Visão geral de Depo-Testosterone

Que tipo de medicamento é o Depo-Testosterone?

O Depo-Testosterone contém Cipionato de Testosterona, um medicamento sujeito a receita médica classificado quimicamente como um androgénio e um esteroide anabolizante. Este fármaco é um derivado sintético da hormona testosterona, que ocorre naturalmente no organismo. Os androgénios são clinicamente reconhecidos pelo seu papel no estímulo e manutenção das características masculinas e das funções fisiológicas. Sendo um composto de ação prolongada, a estrutura química do Cipionato de Testosterona garante que este seja libertado lentamente ao longo do tempo, proporcionando uma ação hormonal sustentada, conforme apoiado por estudos farmacológicos publicados em revistas de endocrinologia.

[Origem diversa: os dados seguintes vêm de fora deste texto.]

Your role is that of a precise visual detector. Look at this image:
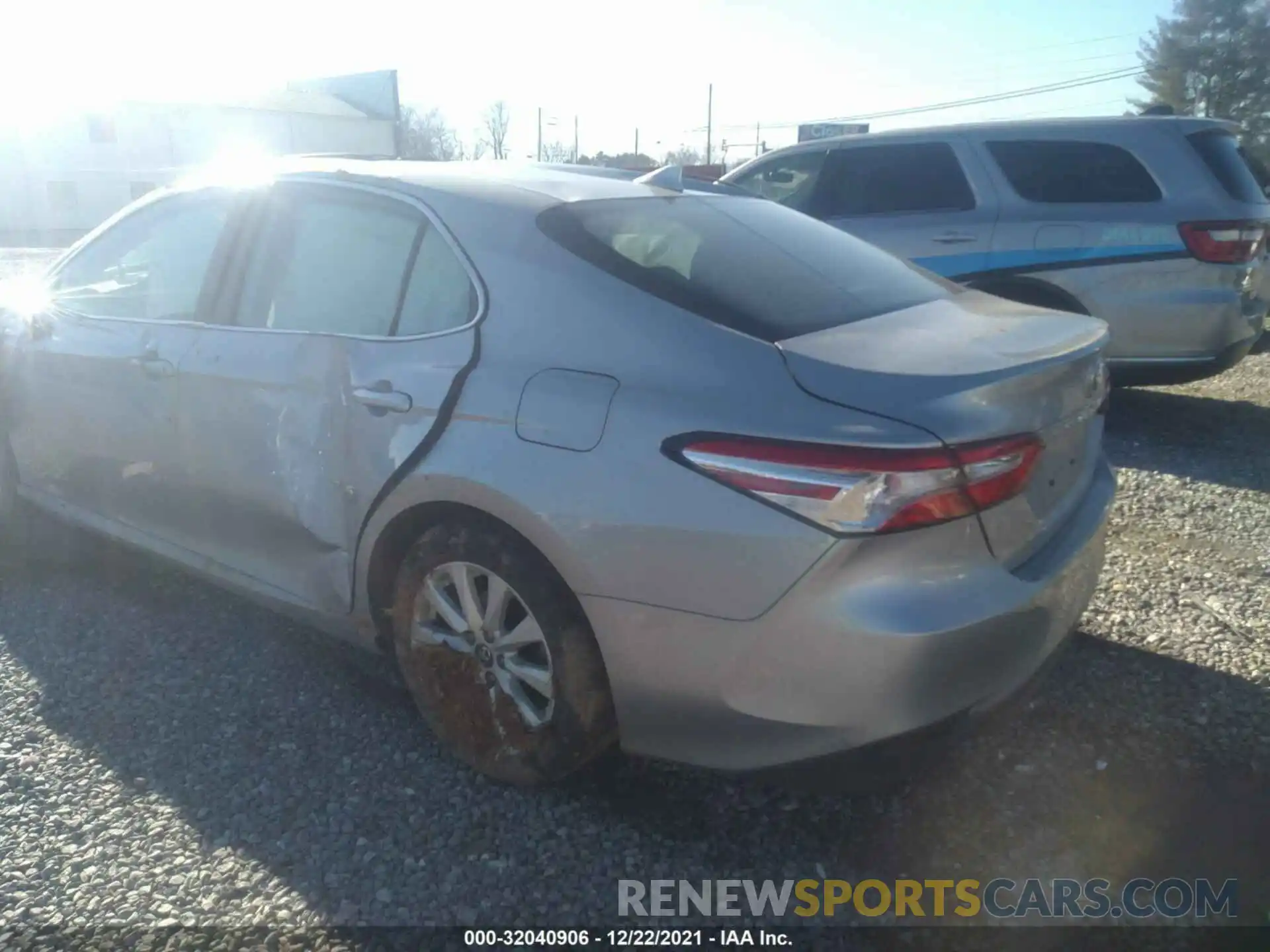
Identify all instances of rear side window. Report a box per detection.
[538,196,960,341]
[816,142,974,218]
[987,139,1162,204]
[1186,132,1266,203]
[237,186,476,337]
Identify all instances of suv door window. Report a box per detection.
[237,185,425,337]
[986,139,1162,204]
[729,151,826,211]
[52,192,233,320]
[816,142,976,218]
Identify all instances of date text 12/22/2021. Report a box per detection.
[464,929,792,948]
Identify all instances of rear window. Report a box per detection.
[1186,132,1266,203]
[538,196,960,341]
[987,139,1161,204]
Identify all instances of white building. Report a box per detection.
[0,87,395,246]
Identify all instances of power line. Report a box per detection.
[696,66,1146,131]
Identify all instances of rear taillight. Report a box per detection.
[667,436,1041,533]
[1177,221,1266,264]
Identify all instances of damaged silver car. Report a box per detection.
[0,159,1114,782]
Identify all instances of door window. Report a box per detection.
[52,193,232,320]
[396,226,478,337]
[816,142,974,218]
[237,186,476,337]
[237,188,423,337]
[729,151,826,211]
[987,139,1161,204]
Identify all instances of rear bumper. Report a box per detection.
[583,459,1115,770]
[1107,329,1263,387]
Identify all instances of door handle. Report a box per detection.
[353,383,414,414]
[132,352,177,379]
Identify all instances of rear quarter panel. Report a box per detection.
[359,199,954,618]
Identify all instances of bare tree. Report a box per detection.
[454,134,485,161]
[483,99,512,159]
[399,105,462,163]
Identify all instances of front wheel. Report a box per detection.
[392,520,617,785]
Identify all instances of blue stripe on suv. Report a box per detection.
[913,243,1187,278]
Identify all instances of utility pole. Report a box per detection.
[706,83,714,165]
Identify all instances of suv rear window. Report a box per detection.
[538,196,960,341]
[1186,132,1266,203]
[987,139,1161,204]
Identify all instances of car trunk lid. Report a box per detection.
[777,291,1107,565]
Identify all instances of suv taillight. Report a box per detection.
[1177,221,1266,264]
[665,436,1041,533]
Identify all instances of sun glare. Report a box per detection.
[0,274,54,320]
[185,142,278,188]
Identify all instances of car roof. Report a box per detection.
[751,116,1240,161]
[231,156,726,207]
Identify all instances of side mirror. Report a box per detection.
[30,312,56,340]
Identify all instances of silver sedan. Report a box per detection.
[0,160,1114,783]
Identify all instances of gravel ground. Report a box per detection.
[0,247,1270,947]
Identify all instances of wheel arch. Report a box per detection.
[355,475,591,650]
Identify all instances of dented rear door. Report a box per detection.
[171,182,482,613]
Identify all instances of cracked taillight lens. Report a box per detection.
[667,436,1041,533]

Composição e Forma: A Injeção de Base Oleosa

Este medicamento é fornecido como uma solução oleosa estéril para injeção intramuscular. O princípio ativo, o Cipionato de Testosterona, possui uma estrutura anabolizante esterificada, o que significa que a molécula de testosterona foi modificada para controlar a sua taxa de libertação. O composto é dissolvido num veículo principal de óleo de semente de algodão, juntamente com excipientes como o Benzoato de Benzilo e o Álcool Benzílico. Esta composição específica de éster solúvel em óleo é fundamental; permite que o princípio ativo seja absorvido de forma lenta e constante a partir do local da injeção. Este design é uma característica distintiva fundamental, permitindo administrações menos frequentes do que outros métodos de entrega de androgénios.

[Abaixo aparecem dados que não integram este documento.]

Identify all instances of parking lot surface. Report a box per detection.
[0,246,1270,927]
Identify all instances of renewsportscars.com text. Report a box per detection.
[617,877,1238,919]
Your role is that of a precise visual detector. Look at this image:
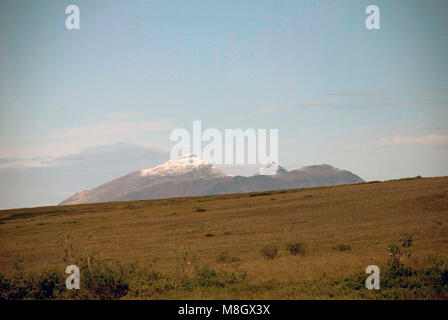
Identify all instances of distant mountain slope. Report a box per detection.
[60,156,363,205]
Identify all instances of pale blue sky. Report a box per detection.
[0,0,448,208]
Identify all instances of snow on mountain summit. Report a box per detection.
[140,155,227,177]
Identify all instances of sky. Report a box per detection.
[0,0,448,209]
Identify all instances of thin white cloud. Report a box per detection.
[58,121,173,138]
[105,112,141,120]
[379,134,448,147]
[254,105,282,114]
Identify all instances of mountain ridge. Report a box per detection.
[59,155,364,205]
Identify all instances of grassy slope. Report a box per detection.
[0,177,448,298]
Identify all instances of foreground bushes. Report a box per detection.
[0,251,247,300]
[0,241,448,299]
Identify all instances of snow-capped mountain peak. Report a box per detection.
[140,155,227,177]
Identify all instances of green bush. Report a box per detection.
[286,242,307,256]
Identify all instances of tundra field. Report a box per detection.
[0,177,448,299]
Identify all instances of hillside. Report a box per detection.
[0,177,448,298]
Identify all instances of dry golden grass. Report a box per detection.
[0,177,448,295]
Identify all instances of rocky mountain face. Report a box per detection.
[59,156,363,205]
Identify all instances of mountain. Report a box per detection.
[59,155,363,205]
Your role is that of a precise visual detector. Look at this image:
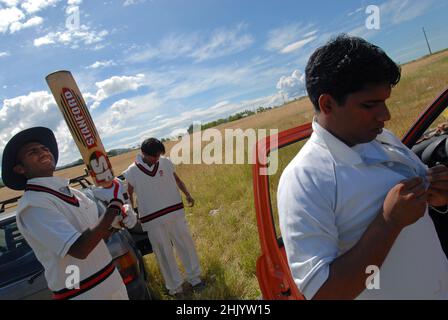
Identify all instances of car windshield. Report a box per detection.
[0,219,31,267]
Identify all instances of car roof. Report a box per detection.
[0,211,16,222]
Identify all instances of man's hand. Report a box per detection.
[383,177,427,230]
[186,194,194,207]
[428,165,448,207]
[121,204,137,229]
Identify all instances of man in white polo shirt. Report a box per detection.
[2,127,128,300]
[123,138,205,296]
[278,35,448,299]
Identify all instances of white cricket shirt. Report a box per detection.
[92,178,131,204]
[17,177,126,299]
[123,155,184,223]
[277,121,448,299]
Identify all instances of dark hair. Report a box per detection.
[140,138,165,156]
[305,34,401,112]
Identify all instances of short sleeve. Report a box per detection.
[164,158,176,173]
[277,167,338,299]
[18,207,81,258]
[123,166,136,187]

Objetivo Geral e Papel na Restauração Hormonal

O propósito geral único do Depo-Testosterone é a terapia de substituição hormonal, visando restaurar e manter níveis adequados de testosterona no corpo. O medicamento atua através da restauração hormonal, em que o composto injetado liberta testosterona ativa para interagir com os recetores do organismo. Um cenário de utilização típico envolve o apoio a indivíduos cujos corpos produzem testosterona insuficiente para manter uma saúde normal. O benefício geral é o suporte das funções fisiológicas que dependem de níveis suficientes de testosterona, o que auxilia na abordagem de sintomas associados a um défice hormonal.

Quais efeitos secundários são possíveis com Depo-Testosterone?

Possíveis Efeitos Secundários e Informação de Segurança

O perfil de segurança oficial do Depo-Testosterone baseia-se na sua classificação como um androgénio, detalhando as reações adversas agrupadas por frequência e pelo sistema corporal afetado, em conformidade com as normas regulamentares.

Reações Adversas Comuns (Classificação Regulamentar)

Os efeitos secundários categorizados como comuns na rotulagem regulamentar refletem frequentemente a ação hormonal do fármaco. Estes podem incluir a policitemia (aumento da massa de glóbulos vermelhos/hematócrito), a ginecomastia (aumento do peito) e reações no local da injeção (dor ou eritema). Outros efeitos frequentemente observados são as cefaleias e alterações de humor.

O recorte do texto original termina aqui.